Just my $0.02 worth, based on what you've said... But I think some from of professional intervention is required. Unfortunately, if she's not willing to re-invest herself in your marriage, you're in a bad spot.

C
_Posted via Mobile Device_


----------



## Jellybeans (Mar 8, 2011)

If she is done wit the marriage, ther eis nothing you can do but concede.

Plead your case to her and ask her to go to counselling with you, be transparent and openly apologetic/transparent.

Ultimately though, the ball is in her court.


----------



## Pit-of-my-stomach (Nov 2, 2010)

So, you were the other man in her marriage? She was telling you she was 'done' with that marriage yet wouldn't get a divorce. do you think she was telling him the same thing she was telling you? 
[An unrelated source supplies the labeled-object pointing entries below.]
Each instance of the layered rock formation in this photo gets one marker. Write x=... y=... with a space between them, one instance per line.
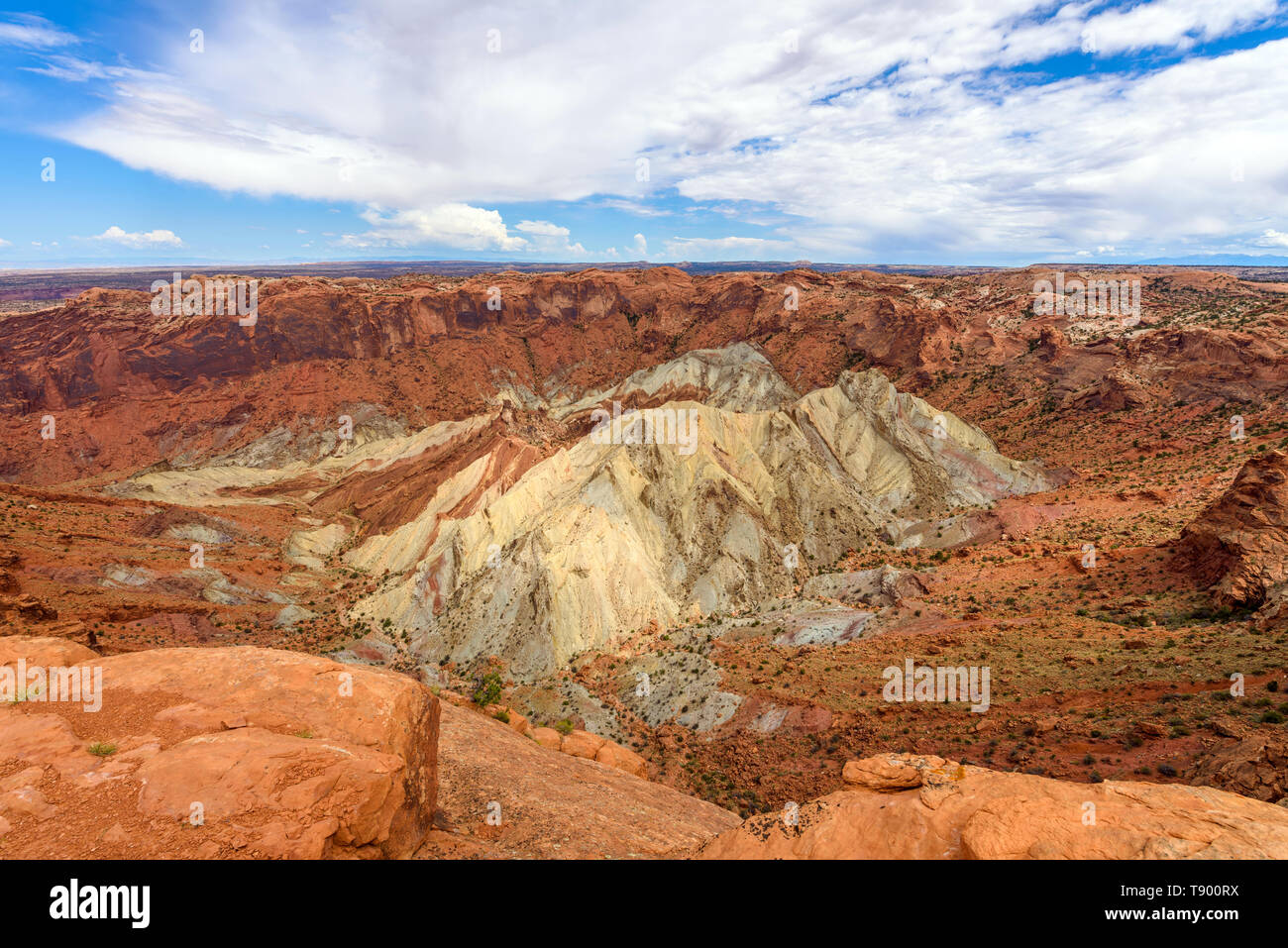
x=1239 y=543
x=907 y=806
x=601 y=539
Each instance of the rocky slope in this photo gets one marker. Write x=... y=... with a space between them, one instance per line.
x=601 y=539
x=1239 y=543
x=906 y=806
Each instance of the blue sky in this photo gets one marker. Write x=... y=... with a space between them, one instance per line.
x=1005 y=133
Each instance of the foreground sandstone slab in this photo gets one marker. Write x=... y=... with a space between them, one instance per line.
x=906 y=806
x=219 y=753
x=554 y=805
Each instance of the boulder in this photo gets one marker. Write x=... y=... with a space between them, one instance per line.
x=909 y=806
x=224 y=753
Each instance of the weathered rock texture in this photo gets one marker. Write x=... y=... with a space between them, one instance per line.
x=907 y=806
x=1239 y=543
x=218 y=753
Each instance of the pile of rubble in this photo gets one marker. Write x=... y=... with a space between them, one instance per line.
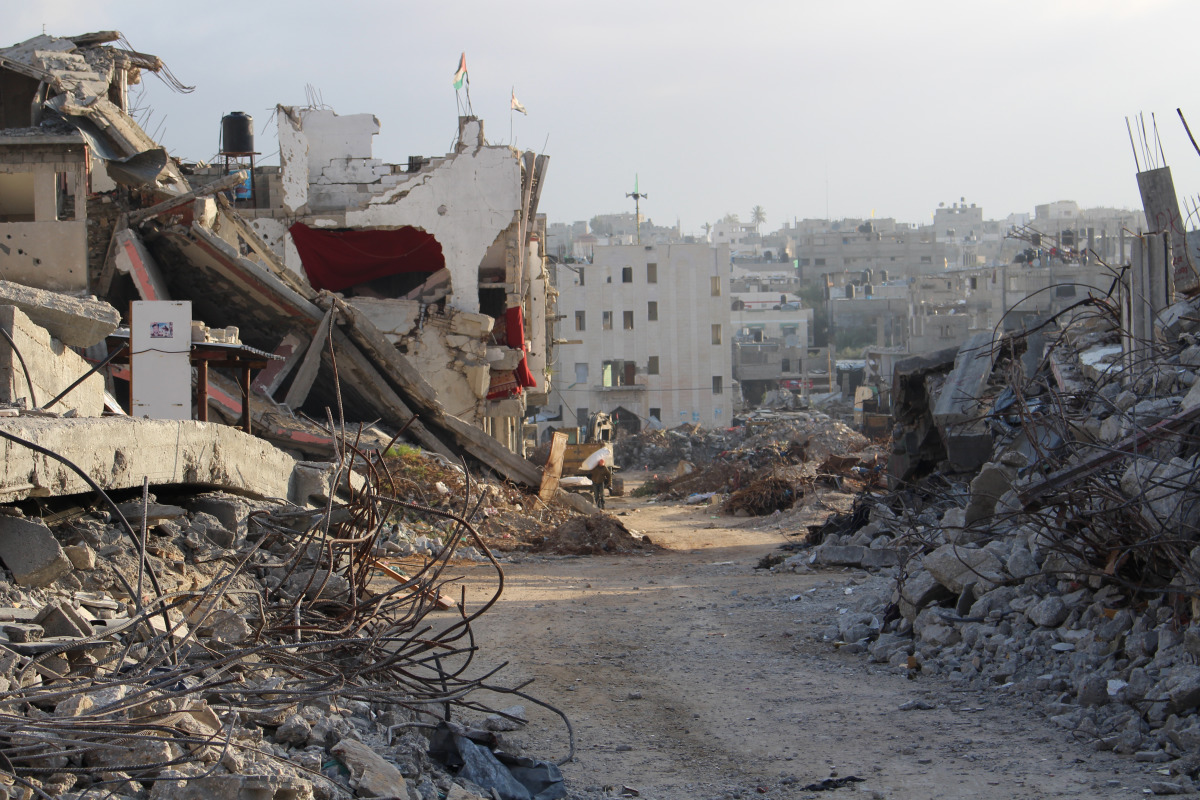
x=763 y=439
x=228 y=645
x=1066 y=569
x=755 y=469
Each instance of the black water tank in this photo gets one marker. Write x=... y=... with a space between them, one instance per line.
x=237 y=132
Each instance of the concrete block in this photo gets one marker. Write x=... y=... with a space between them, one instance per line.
x=965 y=384
x=59 y=618
x=52 y=367
x=72 y=320
x=987 y=488
x=82 y=555
x=228 y=509
x=31 y=553
x=370 y=774
x=118 y=451
x=234 y=787
x=967 y=445
x=839 y=554
x=313 y=481
x=919 y=590
x=957 y=566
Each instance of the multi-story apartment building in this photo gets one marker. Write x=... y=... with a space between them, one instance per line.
x=903 y=251
x=772 y=344
x=643 y=334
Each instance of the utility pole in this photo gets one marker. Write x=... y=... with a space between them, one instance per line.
x=637 y=206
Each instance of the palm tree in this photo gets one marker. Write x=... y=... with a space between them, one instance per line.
x=759 y=215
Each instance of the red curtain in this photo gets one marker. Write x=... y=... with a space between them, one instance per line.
x=337 y=259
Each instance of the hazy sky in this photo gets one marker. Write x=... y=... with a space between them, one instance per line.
x=797 y=106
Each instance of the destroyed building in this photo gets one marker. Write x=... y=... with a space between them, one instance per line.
x=429 y=277
x=646 y=336
x=166 y=337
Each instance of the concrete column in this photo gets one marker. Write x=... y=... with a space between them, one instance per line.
x=46 y=202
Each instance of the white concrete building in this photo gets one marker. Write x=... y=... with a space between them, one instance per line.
x=443 y=254
x=647 y=332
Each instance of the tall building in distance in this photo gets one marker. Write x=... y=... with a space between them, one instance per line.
x=643 y=334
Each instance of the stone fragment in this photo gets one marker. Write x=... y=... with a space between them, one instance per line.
x=1182 y=689
x=234 y=787
x=1093 y=690
x=511 y=719
x=370 y=775
x=81 y=555
x=228 y=626
x=880 y=558
x=228 y=509
x=955 y=566
x=839 y=554
x=987 y=488
x=1020 y=564
x=887 y=644
x=30 y=552
x=1170 y=787
x=457 y=793
x=23 y=632
x=318 y=583
x=155 y=512
x=59 y=618
x=294 y=731
x=919 y=590
x=72 y=320
x=1050 y=612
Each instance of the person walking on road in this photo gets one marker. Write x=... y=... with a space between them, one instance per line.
x=601 y=480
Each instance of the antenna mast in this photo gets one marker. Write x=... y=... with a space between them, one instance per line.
x=637 y=206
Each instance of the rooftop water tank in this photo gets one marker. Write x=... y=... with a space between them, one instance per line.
x=237 y=133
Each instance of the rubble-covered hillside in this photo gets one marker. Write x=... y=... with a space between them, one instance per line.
x=202 y=644
x=1066 y=570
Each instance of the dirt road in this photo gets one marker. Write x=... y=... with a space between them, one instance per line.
x=689 y=674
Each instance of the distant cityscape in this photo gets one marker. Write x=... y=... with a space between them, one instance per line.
x=658 y=328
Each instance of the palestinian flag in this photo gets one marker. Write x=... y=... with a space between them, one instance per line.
x=460 y=77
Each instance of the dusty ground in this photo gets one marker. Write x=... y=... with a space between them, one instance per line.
x=689 y=674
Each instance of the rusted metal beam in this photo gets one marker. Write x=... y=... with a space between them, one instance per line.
x=1128 y=446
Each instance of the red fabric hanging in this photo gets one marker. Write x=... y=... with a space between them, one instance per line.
x=339 y=259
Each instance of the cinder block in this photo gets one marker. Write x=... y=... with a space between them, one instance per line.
x=30 y=552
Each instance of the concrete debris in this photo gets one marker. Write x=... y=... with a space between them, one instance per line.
x=31 y=553
x=72 y=320
x=1063 y=565
x=145 y=633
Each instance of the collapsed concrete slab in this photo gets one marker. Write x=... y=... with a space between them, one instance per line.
x=117 y=452
x=72 y=320
x=51 y=367
x=30 y=552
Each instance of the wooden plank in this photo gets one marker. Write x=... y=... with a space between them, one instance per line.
x=388 y=403
x=307 y=373
x=553 y=469
x=376 y=347
x=270 y=378
x=228 y=181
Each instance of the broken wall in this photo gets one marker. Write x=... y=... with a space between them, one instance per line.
x=43 y=232
x=52 y=367
x=466 y=202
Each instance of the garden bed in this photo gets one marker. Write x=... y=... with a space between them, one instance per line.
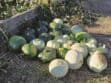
x=22 y=70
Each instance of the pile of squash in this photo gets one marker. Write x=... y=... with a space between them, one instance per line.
x=63 y=46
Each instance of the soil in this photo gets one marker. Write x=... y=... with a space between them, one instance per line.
x=21 y=70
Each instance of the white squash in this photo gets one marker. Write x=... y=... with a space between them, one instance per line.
x=75 y=59
x=68 y=44
x=58 y=68
x=92 y=43
x=76 y=29
x=53 y=44
x=97 y=62
x=58 y=21
x=62 y=39
x=81 y=48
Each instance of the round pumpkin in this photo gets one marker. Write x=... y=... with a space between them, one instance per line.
x=16 y=42
x=97 y=62
x=74 y=59
x=58 y=68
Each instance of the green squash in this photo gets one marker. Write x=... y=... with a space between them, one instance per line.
x=82 y=37
x=47 y=55
x=62 y=52
x=54 y=25
x=16 y=42
x=53 y=44
x=29 y=50
x=76 y=28
x=40 y=44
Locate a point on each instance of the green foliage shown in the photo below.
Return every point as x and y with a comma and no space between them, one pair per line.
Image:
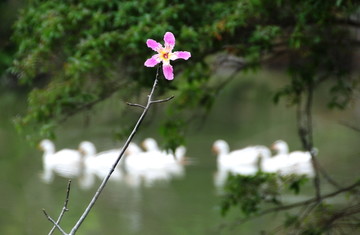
253,193
249,192
90,49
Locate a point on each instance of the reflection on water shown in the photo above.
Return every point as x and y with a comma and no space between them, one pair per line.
251,159
186,202
141,167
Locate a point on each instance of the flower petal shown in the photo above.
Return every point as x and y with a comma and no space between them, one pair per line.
180,55
168,71
154,60
153,44
169,40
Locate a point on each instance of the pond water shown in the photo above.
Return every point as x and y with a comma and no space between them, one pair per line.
243,115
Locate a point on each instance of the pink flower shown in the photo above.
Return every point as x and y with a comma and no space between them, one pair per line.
165,54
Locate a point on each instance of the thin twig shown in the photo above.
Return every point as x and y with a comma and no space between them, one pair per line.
103,184
136,105
65,209
162,100
55,223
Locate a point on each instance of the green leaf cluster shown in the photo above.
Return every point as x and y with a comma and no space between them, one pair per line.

I wonder if the marriage was over in her husbands eyes? Wonder if he was as sorry as you are now for what he had done? Curious if what he did was as bad the the version she wrote for you, the 'other man'. Was he ready to lose his family?, so after you picked up the scraps of another man's broken family... you cheated on her? 

and now you have two different children with broken families, the 2 constants in these failed families... You and infidelity.

Reap your whirlwind.


----------



## Eli-Zor (Nov 14, 2010)

You were instrumental in destroying her first marriage, she knows that were willing to cheat with her while she was married, you proved this by cheating on her, yet you say you want to remain with her. The choice is no longer yours, all you have done is show her what a lie she has lived.

Give it time, she may choose to come back to you she may not. This is not an MC issue this is a fundamental issue of who you both are as people and what values you have chosen to hold onto in life. Did you ever apologise to her first husband for screwing his wife and making her pregnant, did you apologise to his and her parents ? What I am pointing out to you is a lack of honesty , no amount of support and guidance can help you be honest and I am guessing she is now experiencing the betrayal second time round if she is to believed the first time when she says her husband cheated on her.

Step back and give her space, she will have to decide what she wants.
_Posted via Mobile Device_


----------